12 March 2013

Cheese, glorious cheese!



CHEESE HAS LONG been close to my heart and recently I have been working at Scotland’s finest cheesemonger, IJ Mellis, where I have been learning about all sorts of cheese, how to store it and how it’s made.

Iain Mellis opened shop in 1993 on Edinburgh’s Victoria St. and now has six branches around the country, each showcasing the very finest artisan and farmhouse cheese from France, England, Ireland, Spain, Italy and Scotland.

I am of course a huge cheese lover and the sheer quality of the produce is just incredible; getting through such a large selection has been a tough, but someone has to do it!

From the beautiful (and expensive) caramel coloured Mimollete to the creamy Gorgonzola from Italy to the pungent Epoisse, I have yet to find a cheese I wouldn’t buy myself.

The expertise and passion of my colleagues has been truly impressive, not just in terms of cheese knowledge but also when it comes to pairing wines, beers and other foods. 

I know cheese is expensive but if you are after a treat, then I sincerely suggest visiting one of the branches and placing yourself in the hands of the experts. You won’t find such knowledge at your local supermarket I can assure you!

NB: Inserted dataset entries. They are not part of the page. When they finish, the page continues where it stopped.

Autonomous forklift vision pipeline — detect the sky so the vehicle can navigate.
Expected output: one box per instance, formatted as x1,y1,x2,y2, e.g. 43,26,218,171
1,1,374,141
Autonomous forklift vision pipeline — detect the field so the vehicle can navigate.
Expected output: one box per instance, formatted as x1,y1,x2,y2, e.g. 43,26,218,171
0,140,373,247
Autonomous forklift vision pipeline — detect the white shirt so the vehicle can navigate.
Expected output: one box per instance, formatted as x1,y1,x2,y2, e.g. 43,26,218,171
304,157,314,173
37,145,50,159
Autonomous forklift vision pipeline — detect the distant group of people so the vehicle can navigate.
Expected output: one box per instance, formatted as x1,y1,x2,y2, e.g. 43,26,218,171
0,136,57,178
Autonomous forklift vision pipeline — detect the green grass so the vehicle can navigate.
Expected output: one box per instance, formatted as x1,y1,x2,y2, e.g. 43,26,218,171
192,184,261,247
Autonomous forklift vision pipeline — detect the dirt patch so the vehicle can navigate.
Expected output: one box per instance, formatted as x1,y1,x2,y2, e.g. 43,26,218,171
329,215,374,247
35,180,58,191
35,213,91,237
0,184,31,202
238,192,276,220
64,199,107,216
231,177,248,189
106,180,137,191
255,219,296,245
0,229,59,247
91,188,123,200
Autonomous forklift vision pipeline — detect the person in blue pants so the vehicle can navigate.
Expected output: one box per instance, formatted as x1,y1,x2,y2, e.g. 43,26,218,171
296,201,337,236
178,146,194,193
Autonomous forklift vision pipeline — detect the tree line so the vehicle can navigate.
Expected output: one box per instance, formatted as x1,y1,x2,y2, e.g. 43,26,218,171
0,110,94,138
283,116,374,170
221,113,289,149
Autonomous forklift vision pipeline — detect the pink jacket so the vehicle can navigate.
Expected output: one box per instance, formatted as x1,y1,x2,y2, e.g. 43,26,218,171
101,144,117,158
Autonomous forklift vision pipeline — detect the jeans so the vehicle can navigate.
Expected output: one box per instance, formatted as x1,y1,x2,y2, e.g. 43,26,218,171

I’ve taken the liberty of choosing a few of my personal favourites to recommend to my readers:

Orkney Grimbister: I’ve started local here.  This crumbly Wensleydale-esque cheese is produced from cow’s milk in a small family-run farm in Kirkwall.  It’s a very fresh, clean cheese with slight citrus note and goes well on oatcakes.

I know it’s unfashionable but I’m going to suggest a Chardonnay to accompany this cheese.

Murcia al vino: This Spanish goat’s milk cheese is a personal favourite.  As the name suggests it’s bathed in red wine during maturation which give it a rich red coloured rind.  It’s a mild cheese, creamy with a hint of salt and hard but a melt in the mouth texture. 

Perfect for a tapas board with some jamon serrano and chorizo. I recommend staying Spanish with this one and a good Rioja works perfectly with this cheese.

Dunsyre blue: This distinctive Scottish blue cheese is mellow and sharp, not too salty and with an after taste that lingers in the mouth.  I had this at the Kitchin (see review) melted down and served with crudités, which was delicious and a great idea if guests are round.

Works well with a cheeky whisky or a good Cote du Rhône.

Keen’s cheddar: I couldn’t not include a cheddar here and normally Isle of Mull cheddar is my favourite but this is fast catching it up in my opinion.  Made in Somerset with milk from their own herd, this is a nutty, complex cheese with a slight tang at the end.  The Keen family have been producing cheese since 1898 and are involved in the Slow Food initiative.


I think I’ll suggest some champagne with this one! Why not?